To estimate the ongoing cost of carry, we calculate the cumulative roll yield incurred by going long one commodity and short another over the past 12 months, by subtracting the spot spread return from the futures spread return. We then blend that roll yield with our relative-value signal in proportions of 25% and 75%, respectively—we want to adjust the relative value signal but not override it completely—before applying the hyperbolic tangent transformation to arrive at our trade weights. When we did this for soybeans and corn between 1989 and today, the resulting weights did tend to move in favor of soybeans, as we would expect given the contango bias in corn futures curves, but only by an average of around 10 percentage points. What the carry adjustment did is to slightly raise the bar for going long corn versus soybeans when corn is perceived as relatively cheap.
Figure 3 shows how a relative-value strategy using these carry-adjusted weights in corn and soybean futures would have fared, relative to the theoretical spot-based return and the non-adjusted futures-based return.
Figure 3. The Impact of Adjusting for the Cost of Carry
Cumulative log (excess) return of spot-based, futures-based and carry-adjusted futures-based soybeans-versus-corn relative value strategies
Source: Bloomberg, Neuberger Berman.
The trading methodology is described in the text. Futures excess returns are based on SPGSCI nearby contract excess return series. Bloomberg tickers SPGSCNP Index and SPGSSOP Index are used for corn and soybeans nearby futures, respectively. Spot price growths are based on SPGSCI spot series. Bloomberg tickers SPGSCN Index and SPGSSO Index are used for corn and soybeans, respectively. The performance figures and numbers are transaction cost adjusted: daily rebalanced strategies described here have annual turnovers of 400%, on average; we assume a very conservative 5 basis points of proportional transaction costs, resulting in an annual drag on these strategies of around 20 basis points. For illustrative purposes only. Past performance is no guarantee of future results.
The result suggests that it would have been desirable to accept the additional bias of the carry adjustment in order to achieve substantially higher risk-adjusted returns. Indeed, with the exception of a false signal from the estimate of carrying costs during the drought of 1996, which caused an initial performance drag, our carry adjustments would have brought the implementable performance using futures much closer to the non-implementable spot-based performance. It almost doubled the Sharpe ratio of the non-adjusted futures-based strategy with very similar volatility.
Going With the Grain
Commodities offer opportunities to harvest relative valuation dislocations, but those opportunities are often not tradable without adjusting for the cost of carry or roll yield in futures markets.

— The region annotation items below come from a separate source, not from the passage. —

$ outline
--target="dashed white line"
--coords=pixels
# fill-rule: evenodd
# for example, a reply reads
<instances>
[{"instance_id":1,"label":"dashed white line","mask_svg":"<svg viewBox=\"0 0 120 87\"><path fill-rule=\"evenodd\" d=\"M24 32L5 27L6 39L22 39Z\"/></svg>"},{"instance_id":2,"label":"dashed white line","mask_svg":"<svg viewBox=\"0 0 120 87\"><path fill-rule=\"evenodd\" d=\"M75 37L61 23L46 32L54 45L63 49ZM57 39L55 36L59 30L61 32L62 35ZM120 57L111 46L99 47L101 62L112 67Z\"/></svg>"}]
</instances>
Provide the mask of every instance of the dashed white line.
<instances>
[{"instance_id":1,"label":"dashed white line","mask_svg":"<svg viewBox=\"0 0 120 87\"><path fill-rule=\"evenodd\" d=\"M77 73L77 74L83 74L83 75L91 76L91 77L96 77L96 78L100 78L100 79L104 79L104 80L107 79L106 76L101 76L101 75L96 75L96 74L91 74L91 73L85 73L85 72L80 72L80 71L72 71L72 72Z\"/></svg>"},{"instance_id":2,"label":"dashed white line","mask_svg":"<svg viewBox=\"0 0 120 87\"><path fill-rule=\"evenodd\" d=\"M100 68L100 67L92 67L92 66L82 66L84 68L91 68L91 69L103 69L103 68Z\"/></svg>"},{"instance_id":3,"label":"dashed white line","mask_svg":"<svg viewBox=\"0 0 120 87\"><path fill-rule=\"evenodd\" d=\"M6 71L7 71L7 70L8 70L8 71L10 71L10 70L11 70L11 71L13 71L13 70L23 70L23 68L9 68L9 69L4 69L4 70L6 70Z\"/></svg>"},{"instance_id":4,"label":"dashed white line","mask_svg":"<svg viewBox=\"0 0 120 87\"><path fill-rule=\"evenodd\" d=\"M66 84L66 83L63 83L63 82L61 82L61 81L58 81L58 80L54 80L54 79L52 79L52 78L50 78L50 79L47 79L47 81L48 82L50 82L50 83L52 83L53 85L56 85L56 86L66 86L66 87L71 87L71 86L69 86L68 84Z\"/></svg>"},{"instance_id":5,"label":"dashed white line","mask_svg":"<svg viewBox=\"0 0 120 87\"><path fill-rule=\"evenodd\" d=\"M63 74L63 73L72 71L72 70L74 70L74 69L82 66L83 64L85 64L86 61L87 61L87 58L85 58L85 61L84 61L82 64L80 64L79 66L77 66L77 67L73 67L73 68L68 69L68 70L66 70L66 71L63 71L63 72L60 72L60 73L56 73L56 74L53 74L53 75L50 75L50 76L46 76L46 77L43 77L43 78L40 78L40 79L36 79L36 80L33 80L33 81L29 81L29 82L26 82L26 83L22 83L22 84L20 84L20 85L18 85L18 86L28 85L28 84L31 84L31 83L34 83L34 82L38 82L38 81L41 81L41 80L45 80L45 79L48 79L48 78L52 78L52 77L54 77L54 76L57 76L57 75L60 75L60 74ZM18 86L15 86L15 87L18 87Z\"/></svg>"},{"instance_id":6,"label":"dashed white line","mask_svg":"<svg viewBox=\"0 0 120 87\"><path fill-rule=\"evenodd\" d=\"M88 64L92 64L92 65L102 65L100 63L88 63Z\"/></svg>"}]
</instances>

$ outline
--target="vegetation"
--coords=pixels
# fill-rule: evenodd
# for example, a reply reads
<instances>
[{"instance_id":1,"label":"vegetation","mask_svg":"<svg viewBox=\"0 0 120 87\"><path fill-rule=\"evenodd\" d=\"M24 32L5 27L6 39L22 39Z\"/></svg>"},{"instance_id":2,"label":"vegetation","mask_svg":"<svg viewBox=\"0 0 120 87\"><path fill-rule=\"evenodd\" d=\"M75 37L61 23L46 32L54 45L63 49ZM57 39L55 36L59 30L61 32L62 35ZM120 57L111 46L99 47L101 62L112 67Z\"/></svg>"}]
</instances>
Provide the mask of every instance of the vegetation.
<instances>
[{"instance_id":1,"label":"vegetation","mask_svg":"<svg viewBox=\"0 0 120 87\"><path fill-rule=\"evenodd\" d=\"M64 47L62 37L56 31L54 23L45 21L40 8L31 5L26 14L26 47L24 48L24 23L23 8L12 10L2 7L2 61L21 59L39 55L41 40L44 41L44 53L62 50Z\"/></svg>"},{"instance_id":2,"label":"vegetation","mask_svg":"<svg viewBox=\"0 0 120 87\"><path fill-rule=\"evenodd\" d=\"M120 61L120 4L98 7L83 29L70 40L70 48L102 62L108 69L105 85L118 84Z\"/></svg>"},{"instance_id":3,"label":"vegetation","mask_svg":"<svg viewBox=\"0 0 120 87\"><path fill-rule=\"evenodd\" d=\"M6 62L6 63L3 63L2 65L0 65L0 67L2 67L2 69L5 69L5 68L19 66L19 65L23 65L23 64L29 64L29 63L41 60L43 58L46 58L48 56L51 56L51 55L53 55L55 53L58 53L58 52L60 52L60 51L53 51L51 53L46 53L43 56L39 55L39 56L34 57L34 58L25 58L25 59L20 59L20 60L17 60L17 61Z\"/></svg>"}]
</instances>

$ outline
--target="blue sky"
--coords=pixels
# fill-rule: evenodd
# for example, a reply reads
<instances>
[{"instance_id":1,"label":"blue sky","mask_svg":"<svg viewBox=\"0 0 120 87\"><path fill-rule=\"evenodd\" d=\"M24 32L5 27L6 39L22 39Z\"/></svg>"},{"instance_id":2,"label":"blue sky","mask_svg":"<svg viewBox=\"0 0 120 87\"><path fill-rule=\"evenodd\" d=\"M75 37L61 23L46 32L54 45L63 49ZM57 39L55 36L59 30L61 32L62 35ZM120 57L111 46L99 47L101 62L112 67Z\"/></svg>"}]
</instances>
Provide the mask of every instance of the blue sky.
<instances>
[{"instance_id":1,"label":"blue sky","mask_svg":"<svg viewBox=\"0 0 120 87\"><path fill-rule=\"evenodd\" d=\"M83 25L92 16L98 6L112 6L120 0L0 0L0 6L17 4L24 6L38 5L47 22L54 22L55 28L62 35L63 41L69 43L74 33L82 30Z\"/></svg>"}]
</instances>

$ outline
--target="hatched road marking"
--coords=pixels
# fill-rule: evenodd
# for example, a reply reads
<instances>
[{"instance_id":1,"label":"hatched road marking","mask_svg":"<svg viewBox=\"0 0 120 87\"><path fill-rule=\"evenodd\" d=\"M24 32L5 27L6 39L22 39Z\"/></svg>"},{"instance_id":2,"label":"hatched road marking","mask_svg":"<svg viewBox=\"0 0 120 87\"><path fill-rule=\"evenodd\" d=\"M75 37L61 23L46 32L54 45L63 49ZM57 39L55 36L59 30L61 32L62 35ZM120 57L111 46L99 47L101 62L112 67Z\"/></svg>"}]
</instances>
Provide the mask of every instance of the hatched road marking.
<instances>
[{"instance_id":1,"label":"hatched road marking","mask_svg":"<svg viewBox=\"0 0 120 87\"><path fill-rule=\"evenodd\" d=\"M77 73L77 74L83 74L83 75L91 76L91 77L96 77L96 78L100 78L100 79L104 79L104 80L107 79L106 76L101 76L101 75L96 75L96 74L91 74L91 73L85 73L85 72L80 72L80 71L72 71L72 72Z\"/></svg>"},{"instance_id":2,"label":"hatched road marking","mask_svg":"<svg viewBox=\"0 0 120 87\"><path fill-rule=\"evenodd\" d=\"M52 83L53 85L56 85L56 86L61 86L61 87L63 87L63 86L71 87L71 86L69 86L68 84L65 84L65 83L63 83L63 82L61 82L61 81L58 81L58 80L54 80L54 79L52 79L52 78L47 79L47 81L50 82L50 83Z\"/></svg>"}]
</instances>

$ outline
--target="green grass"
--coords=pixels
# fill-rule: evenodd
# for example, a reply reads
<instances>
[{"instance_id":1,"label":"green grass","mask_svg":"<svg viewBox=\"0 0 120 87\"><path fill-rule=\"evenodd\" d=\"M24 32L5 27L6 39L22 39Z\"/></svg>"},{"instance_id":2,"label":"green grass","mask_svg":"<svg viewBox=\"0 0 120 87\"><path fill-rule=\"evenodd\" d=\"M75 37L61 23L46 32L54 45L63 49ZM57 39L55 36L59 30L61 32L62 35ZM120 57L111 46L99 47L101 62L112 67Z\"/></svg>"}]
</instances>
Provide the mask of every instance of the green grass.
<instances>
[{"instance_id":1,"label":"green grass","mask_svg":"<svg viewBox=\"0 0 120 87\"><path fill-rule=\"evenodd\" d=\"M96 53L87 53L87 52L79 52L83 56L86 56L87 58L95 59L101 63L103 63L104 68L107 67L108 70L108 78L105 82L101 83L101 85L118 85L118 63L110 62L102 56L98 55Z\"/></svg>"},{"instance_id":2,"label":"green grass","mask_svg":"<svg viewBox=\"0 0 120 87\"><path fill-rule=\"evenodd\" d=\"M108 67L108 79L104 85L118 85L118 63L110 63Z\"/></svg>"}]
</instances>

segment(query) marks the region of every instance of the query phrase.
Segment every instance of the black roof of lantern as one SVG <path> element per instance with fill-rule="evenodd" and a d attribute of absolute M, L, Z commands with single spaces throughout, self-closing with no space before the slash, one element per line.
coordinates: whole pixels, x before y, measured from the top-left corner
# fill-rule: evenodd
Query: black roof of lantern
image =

We have focused on corn and soybeans here, but there are many other pairs of related commodities where one leg tends to have a similarly persistent carry advantage: examples include but are not limited to oil versus natural gas, Kansas wheat versus Chicago wheat, cattle spreads, location spreads (between Brent crude and WTI, for example) and “crush spreads” (between soybean, soybean meal and soybean oil futures, or between crude oil and refined products).
In this article, we have presented a simple way to adjust for carry costs, and by going with the grain of carry rather than against it we believe it becomes feasible to implement effective relative-value strategies for a broader commodity futures portfolio. Given their non-financial and truly idiosyncratic nature, a blend of commodity relative-value strategies has the potential to be used as a great portable alpha source.